School Curriculum (free)
As part of the Look Out Texans regional bicycle and pedestrian safety campaign, curriculum was developed to educate elementary and middle school-age students about walking and bicycling safety. The School Kits were created with input from North Texas educators, and were designed to support the Texas Essential Knowledge and Skills (TEKS) standards for physical and health education.

 

Encouragement

Encouragement activities promote walking and bicycling to school to children, parents, and community members. Special events such as Walk to School Day  have proven effective in inspiring students, parents, elected officials, and school leaders to embrace and value walking and bicycling to school.

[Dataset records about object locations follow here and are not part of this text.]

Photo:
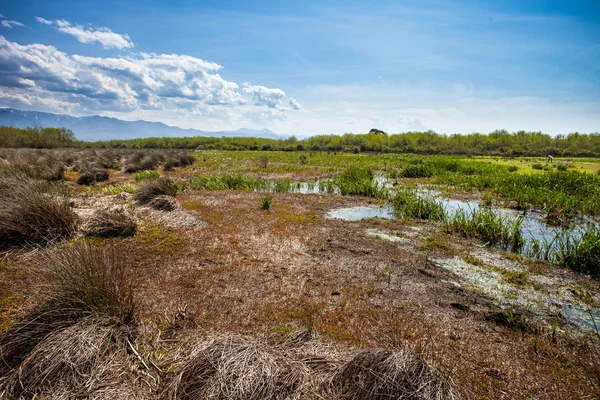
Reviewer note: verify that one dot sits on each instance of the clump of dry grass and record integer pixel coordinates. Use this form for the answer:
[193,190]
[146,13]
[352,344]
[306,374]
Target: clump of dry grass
[164,203]
[33,212]
[68,359]
[238,368]
[81,327]
[111,222]
[376,374]
[149,189]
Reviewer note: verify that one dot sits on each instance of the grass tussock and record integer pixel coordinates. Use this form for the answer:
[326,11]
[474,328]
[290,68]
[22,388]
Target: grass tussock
[358,181]
[237,368]
[148,190]
[376,374]
[111,222]
[486,225]
[33,212]
[164,203]
[84,319]
[408,204]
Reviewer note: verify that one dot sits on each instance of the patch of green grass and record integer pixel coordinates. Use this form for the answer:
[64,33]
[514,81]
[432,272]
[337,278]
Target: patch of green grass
[486,225]
[116,189]
[407,203]
[139,176]
[265,202]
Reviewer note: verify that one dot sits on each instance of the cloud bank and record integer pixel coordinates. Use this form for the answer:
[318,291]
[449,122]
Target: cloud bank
[107,38]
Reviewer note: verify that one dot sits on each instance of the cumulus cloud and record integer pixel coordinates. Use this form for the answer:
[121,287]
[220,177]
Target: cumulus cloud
[263,96]
[139,81]
[411,124]
[295,105]
[7,23]
[107,38]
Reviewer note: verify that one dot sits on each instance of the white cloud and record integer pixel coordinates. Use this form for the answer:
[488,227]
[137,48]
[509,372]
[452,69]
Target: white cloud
[410,124]
[107,38]
[137,81]
[295,105]
[263,96]
[7,23]
[43,20]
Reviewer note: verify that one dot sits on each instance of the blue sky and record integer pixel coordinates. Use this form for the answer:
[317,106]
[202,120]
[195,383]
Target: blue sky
[309,67]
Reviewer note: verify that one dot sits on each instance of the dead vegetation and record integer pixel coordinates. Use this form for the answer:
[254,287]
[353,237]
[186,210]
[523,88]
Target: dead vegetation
[378,374]
[33,212]
[77,334]
[150,189]
[111,222]
[238,368]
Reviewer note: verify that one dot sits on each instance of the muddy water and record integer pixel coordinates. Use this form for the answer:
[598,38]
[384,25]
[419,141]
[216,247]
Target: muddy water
[361,212]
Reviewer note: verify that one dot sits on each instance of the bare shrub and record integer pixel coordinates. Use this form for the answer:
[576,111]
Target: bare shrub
[164,203]
[83,322]
[151,188]
[91,280]
[237,368]
[33,212]
[67,359]
[376,374]
[111,222]
[86,178]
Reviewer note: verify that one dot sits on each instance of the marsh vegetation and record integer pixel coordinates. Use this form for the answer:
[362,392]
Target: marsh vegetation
[168,262]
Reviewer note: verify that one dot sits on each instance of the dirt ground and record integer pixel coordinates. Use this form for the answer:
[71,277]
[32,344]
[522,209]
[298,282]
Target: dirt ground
[222,265]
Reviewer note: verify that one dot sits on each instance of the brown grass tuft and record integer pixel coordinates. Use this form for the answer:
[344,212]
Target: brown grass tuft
[111,222]
[238,368]
[33,212]
[164,203]
[152,188]
[376,374]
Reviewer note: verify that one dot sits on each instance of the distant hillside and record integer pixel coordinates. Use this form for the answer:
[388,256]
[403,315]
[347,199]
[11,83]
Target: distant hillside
[94,128]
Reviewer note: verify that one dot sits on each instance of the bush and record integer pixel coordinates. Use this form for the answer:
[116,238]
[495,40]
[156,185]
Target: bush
[83,322]
[101,175]
[416,171]
[163,203]
[109,222]
[149,189]
[146,175]
[86,178]
[265,202]
[33,212]
[237,368]
[376,374]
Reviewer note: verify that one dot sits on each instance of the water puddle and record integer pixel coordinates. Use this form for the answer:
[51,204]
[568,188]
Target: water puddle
[585,318]
[386,236]
[361,212]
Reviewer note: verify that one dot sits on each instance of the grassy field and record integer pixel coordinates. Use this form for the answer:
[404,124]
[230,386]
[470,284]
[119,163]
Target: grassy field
[212,276]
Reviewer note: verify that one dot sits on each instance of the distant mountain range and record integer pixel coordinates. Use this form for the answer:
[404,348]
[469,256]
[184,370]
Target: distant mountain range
[94,128]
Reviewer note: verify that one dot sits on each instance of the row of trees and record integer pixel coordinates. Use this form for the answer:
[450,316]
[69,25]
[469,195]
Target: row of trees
[37,137]
[501,142]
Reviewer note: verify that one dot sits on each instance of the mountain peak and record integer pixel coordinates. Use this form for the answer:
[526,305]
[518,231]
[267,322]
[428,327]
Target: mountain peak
[96,127]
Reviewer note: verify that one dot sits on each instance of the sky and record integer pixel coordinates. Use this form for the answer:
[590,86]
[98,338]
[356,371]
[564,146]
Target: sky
[309,67]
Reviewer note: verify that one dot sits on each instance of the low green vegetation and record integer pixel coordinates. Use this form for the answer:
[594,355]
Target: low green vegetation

These events often result in the development of ongoing programs to encourage walking and bicycling, such as “walking school buses” and “bike Trains.”

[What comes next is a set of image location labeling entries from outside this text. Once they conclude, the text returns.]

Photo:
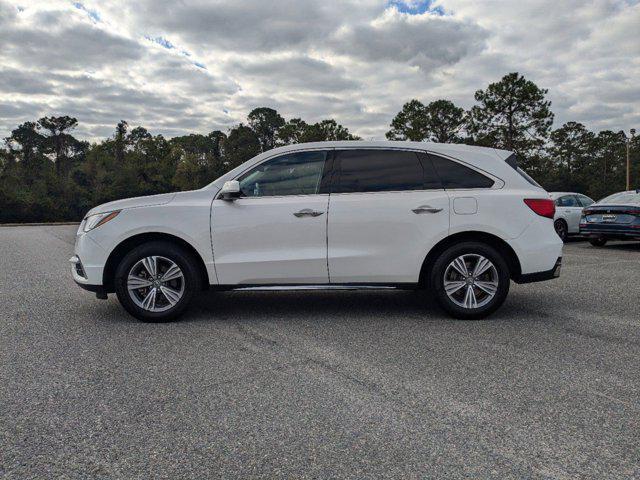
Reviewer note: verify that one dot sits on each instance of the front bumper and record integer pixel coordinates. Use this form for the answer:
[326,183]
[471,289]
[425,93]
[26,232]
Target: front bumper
[541,276]
[87,265]
[80,277]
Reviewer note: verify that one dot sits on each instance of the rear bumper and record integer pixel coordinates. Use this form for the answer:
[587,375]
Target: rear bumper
[541,276]
[610,231]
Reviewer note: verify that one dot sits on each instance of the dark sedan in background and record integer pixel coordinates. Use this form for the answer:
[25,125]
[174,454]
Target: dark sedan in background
[616,217]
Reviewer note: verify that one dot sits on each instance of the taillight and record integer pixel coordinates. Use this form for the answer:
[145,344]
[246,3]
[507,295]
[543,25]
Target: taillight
[545,207]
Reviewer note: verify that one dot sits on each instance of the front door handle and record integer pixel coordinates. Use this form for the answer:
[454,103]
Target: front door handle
[426,209]
[307,212]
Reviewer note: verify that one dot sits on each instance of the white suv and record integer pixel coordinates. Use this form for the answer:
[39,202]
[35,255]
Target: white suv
[459,220]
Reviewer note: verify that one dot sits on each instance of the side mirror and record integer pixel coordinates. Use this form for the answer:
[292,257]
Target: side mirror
[230,190]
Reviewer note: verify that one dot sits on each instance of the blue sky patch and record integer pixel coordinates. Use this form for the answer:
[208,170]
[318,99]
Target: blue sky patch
[417,7]
[163,42]
[93,15]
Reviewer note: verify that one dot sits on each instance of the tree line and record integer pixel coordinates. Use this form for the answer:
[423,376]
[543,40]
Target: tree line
[46,174]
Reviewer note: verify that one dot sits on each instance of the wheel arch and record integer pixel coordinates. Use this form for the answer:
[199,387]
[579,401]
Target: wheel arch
[118,253]
[490,239]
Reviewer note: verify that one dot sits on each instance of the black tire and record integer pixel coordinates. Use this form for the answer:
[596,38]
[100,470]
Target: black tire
[562,229]
[190,281]
[598,242]
[501,274]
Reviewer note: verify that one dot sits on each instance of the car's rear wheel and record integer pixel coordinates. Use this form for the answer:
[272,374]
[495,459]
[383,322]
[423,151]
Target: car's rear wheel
[156,281]
[562,229]
[598,241]
[470,280]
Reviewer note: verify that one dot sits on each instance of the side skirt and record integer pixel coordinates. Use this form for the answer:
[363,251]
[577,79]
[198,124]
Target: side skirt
[295,287]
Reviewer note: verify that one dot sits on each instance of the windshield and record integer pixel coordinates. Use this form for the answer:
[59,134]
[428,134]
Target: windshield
[623,198]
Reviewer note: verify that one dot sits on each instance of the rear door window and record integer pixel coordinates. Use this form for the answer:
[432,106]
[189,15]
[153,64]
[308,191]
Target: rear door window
[373,170]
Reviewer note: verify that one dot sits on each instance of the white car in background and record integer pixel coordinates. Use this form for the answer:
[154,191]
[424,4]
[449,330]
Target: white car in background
[569,206]
[459,220]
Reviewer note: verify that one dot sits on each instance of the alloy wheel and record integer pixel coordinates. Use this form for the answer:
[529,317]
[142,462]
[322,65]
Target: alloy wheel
[471,281]
[155,283]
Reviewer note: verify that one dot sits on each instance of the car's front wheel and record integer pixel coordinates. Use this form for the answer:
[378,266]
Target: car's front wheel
[470,280]
[156,281]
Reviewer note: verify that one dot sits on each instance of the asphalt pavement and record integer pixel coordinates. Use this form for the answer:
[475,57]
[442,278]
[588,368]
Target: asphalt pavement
[366,384]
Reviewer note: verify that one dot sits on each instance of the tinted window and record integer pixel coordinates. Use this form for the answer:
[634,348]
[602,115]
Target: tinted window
[378,171]
[512,161]
[622,198]
[584,200]
[455,175]
[292,174]
[567,201]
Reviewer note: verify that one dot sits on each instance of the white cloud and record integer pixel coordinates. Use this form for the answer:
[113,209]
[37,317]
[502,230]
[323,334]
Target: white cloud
[211,62]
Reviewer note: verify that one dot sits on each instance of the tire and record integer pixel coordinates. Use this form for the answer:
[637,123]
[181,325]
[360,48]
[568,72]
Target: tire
[172,296]
[458,303]
[598,242]
[562,229]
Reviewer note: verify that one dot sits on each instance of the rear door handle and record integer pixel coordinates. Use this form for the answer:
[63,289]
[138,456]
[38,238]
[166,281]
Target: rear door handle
[426,209]
[307,212]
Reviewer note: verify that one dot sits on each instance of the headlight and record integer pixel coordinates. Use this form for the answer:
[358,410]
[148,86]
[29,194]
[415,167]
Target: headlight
[94,221]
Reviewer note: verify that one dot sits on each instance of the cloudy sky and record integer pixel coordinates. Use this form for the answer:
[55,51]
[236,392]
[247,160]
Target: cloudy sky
[177,66]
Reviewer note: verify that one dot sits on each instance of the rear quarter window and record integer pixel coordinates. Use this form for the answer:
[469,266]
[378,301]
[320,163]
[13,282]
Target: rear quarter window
[454,175]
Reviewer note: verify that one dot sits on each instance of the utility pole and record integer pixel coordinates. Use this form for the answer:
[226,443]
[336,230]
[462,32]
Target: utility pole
[629,140]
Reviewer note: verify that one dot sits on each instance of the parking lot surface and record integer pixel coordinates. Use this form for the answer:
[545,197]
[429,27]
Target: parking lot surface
[375,384]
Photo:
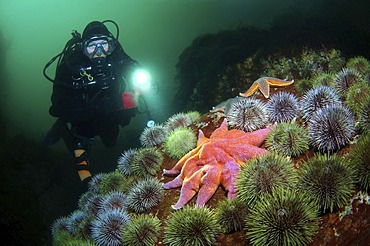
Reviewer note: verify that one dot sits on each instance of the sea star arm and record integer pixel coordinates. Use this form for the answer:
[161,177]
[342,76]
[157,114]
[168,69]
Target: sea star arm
[278,82]
[229,173]
[255,138]
[191,156]
[189,188]
[209,183]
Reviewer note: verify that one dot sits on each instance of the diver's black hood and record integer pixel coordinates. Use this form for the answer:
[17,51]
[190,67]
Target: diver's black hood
[95,28]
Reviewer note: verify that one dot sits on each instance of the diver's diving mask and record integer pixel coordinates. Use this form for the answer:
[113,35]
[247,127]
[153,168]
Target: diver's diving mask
[98,46]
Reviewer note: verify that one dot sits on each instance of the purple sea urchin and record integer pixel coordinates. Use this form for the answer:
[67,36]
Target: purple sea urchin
[331,128]
[107,228]
[317,98]
[282,107]
[179,142]
[145,194]
[191,226]
[247,114]
[147,161]
[344,79]
[144,230]
[152,136]
[283,218]
[328,180]
[231,214]
[359,157]
[263,175]
[124,161]
[288,139]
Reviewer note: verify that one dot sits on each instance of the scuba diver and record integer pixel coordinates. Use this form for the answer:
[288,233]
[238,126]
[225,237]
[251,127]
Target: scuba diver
[89,96]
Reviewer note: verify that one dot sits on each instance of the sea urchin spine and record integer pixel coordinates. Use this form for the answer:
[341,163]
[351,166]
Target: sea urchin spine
[331,128]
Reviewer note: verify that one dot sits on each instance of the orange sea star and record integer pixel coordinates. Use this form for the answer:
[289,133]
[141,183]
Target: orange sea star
[215,160]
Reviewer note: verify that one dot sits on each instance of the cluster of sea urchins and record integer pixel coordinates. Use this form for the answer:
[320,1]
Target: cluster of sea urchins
[275,204]
[247,114]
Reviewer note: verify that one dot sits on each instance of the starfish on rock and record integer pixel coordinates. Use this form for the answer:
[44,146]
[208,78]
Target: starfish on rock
[263,84]
[215,160]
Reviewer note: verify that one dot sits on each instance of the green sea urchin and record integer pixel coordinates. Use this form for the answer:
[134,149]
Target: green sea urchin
[191,226]
[247,114]
[147,161]
[124,161]
[145,194]
[263,175]
[359,157]
[179,142]
[328,180]
[107,228]
[283,218]
[331,128]
[231,214]
[114,199]
[288,139]
[317,98]
[177,120]
[143,230]
[282,107]
[114,181]
[152,136]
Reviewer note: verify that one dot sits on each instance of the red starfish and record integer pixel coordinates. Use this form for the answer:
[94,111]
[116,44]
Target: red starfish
[215,160]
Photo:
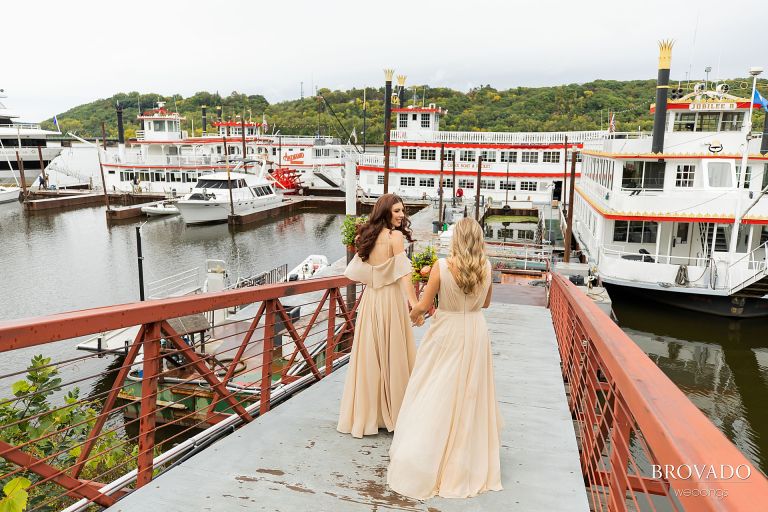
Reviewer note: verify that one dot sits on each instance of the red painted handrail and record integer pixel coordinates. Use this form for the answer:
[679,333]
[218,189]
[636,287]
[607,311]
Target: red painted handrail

A walking school bus is a group of children walking to school with one or more adult. By providing adult supervision on the walk to and from school, walking school buses can help address the safety concerns of families who live within walking or bicycling distance to school. One local example are the Blue Zones Walking School Buses in Fort Worth.

98 schools in the DFW region
registered events for Walk to School Day 2017

Local Examples


Resources

 


For more information please contact Kathryn Rush.

Quick Facts:
  • Vehicle trips to K-12 schools accounted for 10 to 14 percent of traffic during the morning commute in 2009.1
  • Sixty percent of adolescents in Texas do not meet the national guidelines for physical activity. Walking one mile to and from school each day equals two-thirds of the daily recommended 60 minutes of physical activity.4
  • Distance is one of the most commonly reported barriers to walking and bicycling, along with traffic-related danger. However, private vehicles still account for 51 percent of school trips less than one-half mile in the DFW area—a distance easily covered on foot or bike.5
  • If 100 children at one school walk or bicycle instead of being driven every day for one school year, they will keep nearly 35,000 pounds of pollutants out of the air.6 
 
1. National Center for Safe Routes to School. (2011). How children get to school: School travel patterns from 1969 to 2009.
2. Di Maggio & Guohua. (2013). Effectiveness of a safe routes to school program in preventing school-aged pedestrian injury. Pediatrics. 131(2), 290-296.
3. McDonald et. al. (2014). Impact of the safe routes to school program on walking and bicycling. Journal of the American Planning Association, 80(2), 153-167.
4. Centers for Disease Control and Prevention. Nutrition, Physical Activity and Obesity Data, Trends and Maps website. Accessed February 22, 2016.
5. 2017 National Household Travel Survey - Dallas Fort Worth MSA
6. National Center for Safe Routes to School Task Force. (2008). Safe Routes to School: A Transportation Legacy - A National Strategy to Increase Safety and Physical Activity among American Youth.